En la cabeza de Félix, todo estaba un poco confuso. Lo habían metido allí porque no sabían muy bien qué hacer con ese cuerpo torpe de adolescente. Todo el mundo opinaba que estaba hecho para el exterior. La orientadora le había sugerido que hiciera unas prácticas como aprendiz. Por eso Félix se encontraba en casa de esa gente. Iba a descubrir el trabajo al aire libre. Se suponía que el tipo de la colilla le iba a enseñar un oficio. Al principio, lo que más le enseñaba era el bar. Por la mañana se pasaban un rato, y ya entrada la tarde, se quedaban más tiempo. Había momentos divertidos con algo de emoción: los parroquianos, las copas, la alegría de estar juntos. Dentro hacía un calor sofocante. El alcohol que iba llegando cambiaría las cosas, traería algo nuevo. Los hombres del mostrador no dejaban de bromear, siempre estaban abrazándose y diciendo cosas que solo ellos comprendían. Borborigmos. Imposible saber si se trataba de algo verdaderamente importante. Si versaba sobre la vida o el pueblo, si concernía al aprendiz. Félix se preguntaba si realmente estaba allí para aprender algo. Esas misas en voz baja en la barra del bar lo sumían en la duda. Quizá, simplemente, lo estaban poniendo a prueba. No parecía nada serio. Los hombres se reían de él porque aún parecía un niño. Pero él también se reía, incluso de las bromas más inciertas. Como sabía que el vino lo tumbaba, fingía. Apenas mojaba los labios al llevarse el vaso a la boca. Le gustaba. Quizá su futuro consistía en eso, en beber vino blanco en el bar. Al subir a la camioneta, el señor de la colilla le pedía que se sentara a su derecha y le repetía que deseaba enseñarle el oficio. De hecho, le ordenaba que quitara las flores marchitas del monumento a los caídos, que barriera los escalones del ayuntamiento, que llevara de aquí para allá unos bidones grasientos que olían a gasolina. Después de dar las instrucciones, el señor de la colilla se dormía en un banco. Pero eso, con la gorra puesta, no se veía.

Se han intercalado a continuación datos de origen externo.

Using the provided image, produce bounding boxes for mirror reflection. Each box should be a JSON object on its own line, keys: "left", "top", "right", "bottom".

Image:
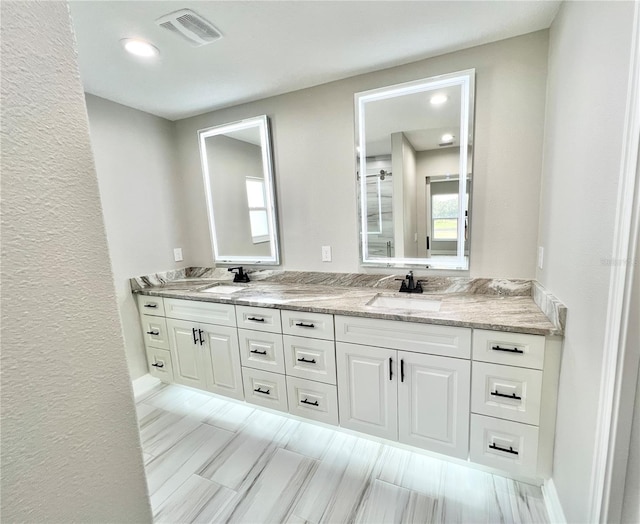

{"left": 198, "top": 115, "right": 280, "bottom": 265}
{"left": 356, "top": 70, "right": 474, "bottom": 270}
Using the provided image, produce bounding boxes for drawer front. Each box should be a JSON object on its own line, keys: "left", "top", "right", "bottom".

{"left": 286, "top": 376, "right": 338, "bottom": 426}
{"left": 335, "top": 315, "right": 471, "bottom": 359}
{"left": 284, "top": 335, "right": 336, "bottom": 385}
{"left": 146, "top": 347, "right": 174, "bottom": 383}
{"left": 164, "top": 298, "right": 236, "bottom": 327}
{"left": 242, "top": 367, "right": 288, "bottom": 413}
{"left": 473, "top": 329, "right": 545, "bottom": 370}
{"left": 281, "top": 310, "right": 335, "bottom": 340}
{"left": 238, "top": 329, "right": 285, "bottom": 373}
{"left": 470, "top": 414, "right": 539, "bottom": 478}
{"left": 137, "top": 295, "right": 165, "bottom": 316}
{"left": 472, "top": 362, "right": 542, "bottom": 426}
{"left": 236, "top": 306, "right": 282, "bottom": 333}
{"left": 140, "top": 315, "right": 169, "bottom": 350}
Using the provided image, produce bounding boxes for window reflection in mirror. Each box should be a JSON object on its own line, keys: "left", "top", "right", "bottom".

{"left": 198, "top": 115, "right": 279, "bottom": 265}
{"left": 356, "top": 70, "right": 475, "bottom": 270}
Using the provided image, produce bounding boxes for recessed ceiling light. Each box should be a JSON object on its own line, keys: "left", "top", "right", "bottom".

Félix ignoraba cuánto tiempo iba a permanecer lejos de sus padres. No había nada previsto para su regreso. Había aterrizado en esa casa solo parcialmente ocupada, al fondo de cuyo pasillo había una puerta, y detrás, un gran vacío. Y esa gente no hacía nada al respecto. Quizá una antigua granja se abría hacia el patio. Las casas viejas suelen conservar trazas algo dudosas, como esas manchas de aceite en las paredes, que dejan entrever vidas pasadas y más bien inquietantes. Señales de peleas, cosas vagamente siniestras. En el techo había una marca de sangre de un color desvaído por el tiempo, justo encima de la cabeza de Félix. Ahí es donde viven los fantasmas, donde luchan cada noche a lamparazos de petróleo. Félix dormía contra ese vacío, sin saber lo que había dentro. De madrugada, las vigas crujían, la piedra rechinaba. Pero de algún modo, la casa, vasta, maciza e inmensa, se enfrentaba a todo eso. Félix nunca había dormido en un sitio tan grande. No sabía muy bien dónde estaba.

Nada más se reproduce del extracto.